General News of Saturday, 31 December 2011

Source: The Statesman

Prez Mills’ fictitious £18m loan for SADA exposed!

Government’s determination to create the impression that President Mills’ unexpected rush to the United States on Christmas Eve was truly to meet investors has been revealed to be false as information gathered by the New Statesman has proven otherwise.

The Wednesday, 30th December 2011, edition of the Daily Graphic, with the banner headline “Prez Mills' visit to New York...SADA gets £18m boost”, reported that the Savannah Accelerated Development Authority was to benefit from an £18 million facility from the Department for International Development (DFID) to start a Millenium Villages Project (MVP) in 2012.

The report stated that the DIFD support for SADA was the result of President J.E.A. Mills’ personal intervention through Professor Jeffery Sachs, a renowned development expert and Director of the Earth Institute of the Columbia University.

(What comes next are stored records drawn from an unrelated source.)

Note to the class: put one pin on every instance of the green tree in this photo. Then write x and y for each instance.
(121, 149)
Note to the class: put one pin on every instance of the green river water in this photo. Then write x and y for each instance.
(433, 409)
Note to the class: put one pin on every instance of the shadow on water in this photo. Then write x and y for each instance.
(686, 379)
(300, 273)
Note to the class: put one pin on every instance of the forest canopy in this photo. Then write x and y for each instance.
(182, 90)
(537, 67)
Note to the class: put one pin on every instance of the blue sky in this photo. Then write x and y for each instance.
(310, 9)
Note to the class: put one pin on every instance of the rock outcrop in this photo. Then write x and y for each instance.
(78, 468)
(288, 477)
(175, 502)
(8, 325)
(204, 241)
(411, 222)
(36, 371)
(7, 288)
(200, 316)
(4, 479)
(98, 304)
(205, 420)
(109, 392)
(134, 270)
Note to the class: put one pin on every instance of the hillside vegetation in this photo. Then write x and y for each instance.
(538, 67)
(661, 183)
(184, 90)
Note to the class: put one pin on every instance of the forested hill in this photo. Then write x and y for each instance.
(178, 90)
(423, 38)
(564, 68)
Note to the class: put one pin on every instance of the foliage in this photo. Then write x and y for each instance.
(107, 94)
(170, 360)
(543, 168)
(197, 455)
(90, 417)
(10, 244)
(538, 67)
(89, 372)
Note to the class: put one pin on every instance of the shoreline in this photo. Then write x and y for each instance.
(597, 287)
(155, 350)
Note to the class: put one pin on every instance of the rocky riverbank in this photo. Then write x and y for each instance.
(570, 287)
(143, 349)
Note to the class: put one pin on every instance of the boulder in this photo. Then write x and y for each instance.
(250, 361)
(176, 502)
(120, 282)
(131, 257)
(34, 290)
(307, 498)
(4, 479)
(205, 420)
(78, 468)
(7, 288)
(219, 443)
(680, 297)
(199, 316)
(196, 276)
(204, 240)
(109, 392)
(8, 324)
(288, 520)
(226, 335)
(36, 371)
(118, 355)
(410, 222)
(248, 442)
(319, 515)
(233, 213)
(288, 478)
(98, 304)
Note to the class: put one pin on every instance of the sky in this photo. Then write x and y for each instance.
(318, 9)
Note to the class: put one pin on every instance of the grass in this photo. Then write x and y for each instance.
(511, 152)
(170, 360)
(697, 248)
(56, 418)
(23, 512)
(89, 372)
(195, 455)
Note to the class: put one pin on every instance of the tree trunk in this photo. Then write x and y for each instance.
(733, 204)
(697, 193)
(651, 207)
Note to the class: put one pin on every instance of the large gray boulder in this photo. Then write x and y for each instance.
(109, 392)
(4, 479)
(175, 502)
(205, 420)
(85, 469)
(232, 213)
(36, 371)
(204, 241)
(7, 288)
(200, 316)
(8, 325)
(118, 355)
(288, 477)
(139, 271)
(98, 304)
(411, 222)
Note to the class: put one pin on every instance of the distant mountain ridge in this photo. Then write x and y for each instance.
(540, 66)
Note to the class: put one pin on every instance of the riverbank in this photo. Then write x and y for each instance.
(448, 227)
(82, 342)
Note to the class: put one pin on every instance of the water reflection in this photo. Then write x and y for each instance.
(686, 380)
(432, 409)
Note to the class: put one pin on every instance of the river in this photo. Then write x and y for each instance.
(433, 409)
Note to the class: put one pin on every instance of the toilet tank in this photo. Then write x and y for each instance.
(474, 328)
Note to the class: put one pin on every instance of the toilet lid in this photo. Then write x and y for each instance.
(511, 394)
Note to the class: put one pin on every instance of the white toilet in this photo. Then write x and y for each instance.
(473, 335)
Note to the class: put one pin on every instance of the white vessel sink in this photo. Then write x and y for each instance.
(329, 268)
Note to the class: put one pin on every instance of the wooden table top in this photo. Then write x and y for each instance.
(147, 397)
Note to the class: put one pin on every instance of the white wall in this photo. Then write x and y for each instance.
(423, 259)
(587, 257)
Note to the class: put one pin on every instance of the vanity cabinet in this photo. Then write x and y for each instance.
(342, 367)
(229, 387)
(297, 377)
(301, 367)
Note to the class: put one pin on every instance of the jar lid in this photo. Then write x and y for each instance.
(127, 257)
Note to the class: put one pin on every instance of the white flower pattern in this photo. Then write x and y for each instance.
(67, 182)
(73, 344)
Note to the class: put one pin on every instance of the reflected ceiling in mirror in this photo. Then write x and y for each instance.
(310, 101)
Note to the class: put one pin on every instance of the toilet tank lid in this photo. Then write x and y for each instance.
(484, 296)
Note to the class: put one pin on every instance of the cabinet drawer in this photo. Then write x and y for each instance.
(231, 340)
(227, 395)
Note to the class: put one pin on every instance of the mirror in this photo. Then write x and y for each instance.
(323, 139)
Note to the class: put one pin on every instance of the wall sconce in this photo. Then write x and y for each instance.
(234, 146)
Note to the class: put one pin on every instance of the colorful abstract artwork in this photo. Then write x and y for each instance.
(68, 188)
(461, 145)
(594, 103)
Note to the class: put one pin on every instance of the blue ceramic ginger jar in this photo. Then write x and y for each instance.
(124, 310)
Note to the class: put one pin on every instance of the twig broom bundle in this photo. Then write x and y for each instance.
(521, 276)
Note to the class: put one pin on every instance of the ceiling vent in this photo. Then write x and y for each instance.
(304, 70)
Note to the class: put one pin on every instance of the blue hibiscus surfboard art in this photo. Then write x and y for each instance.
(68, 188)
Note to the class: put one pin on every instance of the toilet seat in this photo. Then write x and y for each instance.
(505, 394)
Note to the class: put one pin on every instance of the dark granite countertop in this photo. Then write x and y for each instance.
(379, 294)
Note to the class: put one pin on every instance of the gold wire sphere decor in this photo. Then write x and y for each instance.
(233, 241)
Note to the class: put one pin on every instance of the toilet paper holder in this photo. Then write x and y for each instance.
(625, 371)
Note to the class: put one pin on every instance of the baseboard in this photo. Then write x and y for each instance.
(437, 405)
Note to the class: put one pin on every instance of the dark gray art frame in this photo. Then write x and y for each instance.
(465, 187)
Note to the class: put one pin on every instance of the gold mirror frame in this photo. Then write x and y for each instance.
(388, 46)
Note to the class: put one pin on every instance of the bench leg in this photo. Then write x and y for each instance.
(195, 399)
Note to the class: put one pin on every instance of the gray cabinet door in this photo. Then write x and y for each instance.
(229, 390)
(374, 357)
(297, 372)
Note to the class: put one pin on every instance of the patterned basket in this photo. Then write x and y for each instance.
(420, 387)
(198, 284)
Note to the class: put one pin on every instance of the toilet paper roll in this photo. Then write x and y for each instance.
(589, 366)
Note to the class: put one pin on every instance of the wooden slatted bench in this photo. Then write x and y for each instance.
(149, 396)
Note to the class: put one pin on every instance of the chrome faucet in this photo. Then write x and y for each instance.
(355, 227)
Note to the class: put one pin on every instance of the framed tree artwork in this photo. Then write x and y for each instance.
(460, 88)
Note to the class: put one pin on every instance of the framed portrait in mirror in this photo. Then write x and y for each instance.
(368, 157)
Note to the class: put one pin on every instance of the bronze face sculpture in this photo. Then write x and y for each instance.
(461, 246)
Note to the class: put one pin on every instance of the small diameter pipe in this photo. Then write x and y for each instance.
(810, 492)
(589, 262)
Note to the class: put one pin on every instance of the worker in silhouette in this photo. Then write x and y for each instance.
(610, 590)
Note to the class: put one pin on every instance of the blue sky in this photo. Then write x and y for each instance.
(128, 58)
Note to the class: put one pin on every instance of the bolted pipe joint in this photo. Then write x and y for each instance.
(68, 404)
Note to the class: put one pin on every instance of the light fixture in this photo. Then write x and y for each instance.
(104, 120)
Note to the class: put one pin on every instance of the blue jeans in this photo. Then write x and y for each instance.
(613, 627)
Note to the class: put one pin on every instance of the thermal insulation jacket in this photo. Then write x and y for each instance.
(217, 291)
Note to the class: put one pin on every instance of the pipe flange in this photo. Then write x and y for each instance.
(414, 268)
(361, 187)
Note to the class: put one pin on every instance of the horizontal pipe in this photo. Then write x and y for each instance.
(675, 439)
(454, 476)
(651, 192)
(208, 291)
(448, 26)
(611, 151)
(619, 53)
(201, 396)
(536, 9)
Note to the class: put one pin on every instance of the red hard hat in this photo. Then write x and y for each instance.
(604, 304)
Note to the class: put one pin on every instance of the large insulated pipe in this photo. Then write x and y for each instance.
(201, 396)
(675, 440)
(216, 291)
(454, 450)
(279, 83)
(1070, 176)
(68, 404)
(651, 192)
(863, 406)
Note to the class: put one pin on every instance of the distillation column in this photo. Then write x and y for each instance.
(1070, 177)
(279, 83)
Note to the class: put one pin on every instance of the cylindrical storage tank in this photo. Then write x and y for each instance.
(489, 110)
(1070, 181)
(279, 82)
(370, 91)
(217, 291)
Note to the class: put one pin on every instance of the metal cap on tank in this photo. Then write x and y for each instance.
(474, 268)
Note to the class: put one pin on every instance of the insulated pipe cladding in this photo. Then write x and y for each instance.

The New Statesman can, however, reveal that on the 16th of September 2011, this same deal was announced by Dr Joseph Mensah-Homiah, Team Leader, Millennium Villages Project and the report posted on the Government of Ghana website. (http://www.ghana.gov.gh/index.php/news/regional-news/northern/7497-p18-million-for-sada-millennium-village-project).

According to the September 2011 report, DFID in collaboration with Savannah Accelerated Development Authority (SADA) is to establish an £18-million SADA Millennium Village Project (MVP) in operational areas in the north.

The project, which would begin on pilot basis, would cover portions of West Mamprusi District in Northern Region and Builsa District in Upper East Region and benefitting 30,000 people.

Dr Mensah-Homiah said £15 million would be used for major interventions in areas such as infrastructure development, while £1.6 million would be used for monitoring and evaluation and £1.5 million for technical assistance and backstopping. He said the project which has a five- year duration would begin in October this year.

The question being asked by most political analysts is why the Mills-Mahama administration is treating Ghanaians with such abject disdain.

The Director of Communications of the New Patriotic Party, Nana Akomea, in an earlier interview with the New Statesman on Christmas Day said, “The President should stop kidding with Ghanaians and tell us the truth. This Christmas meeting with US investors sounds like a story from the North Pole.”

The NPP suspects there could be more to this emergency visit than the Castle is willing to share with Ghanaians, “especially, when the President gave no prior public notice of this Christmas trip when he returned from America a week ago,” Nana Akomea said.

He said, “the NPP expected the President to spend, at least, the most important day on the Christian calendar here at home because even the New York Stock Exchange, the citadel of capitalism, does not operate on Christmas day.”

President John Evans Atta Mills left the country for the United States on a nine-day official visit on December 24, exactly a week after he returned from a month’s trip to North America, including a two-week holiday in the US.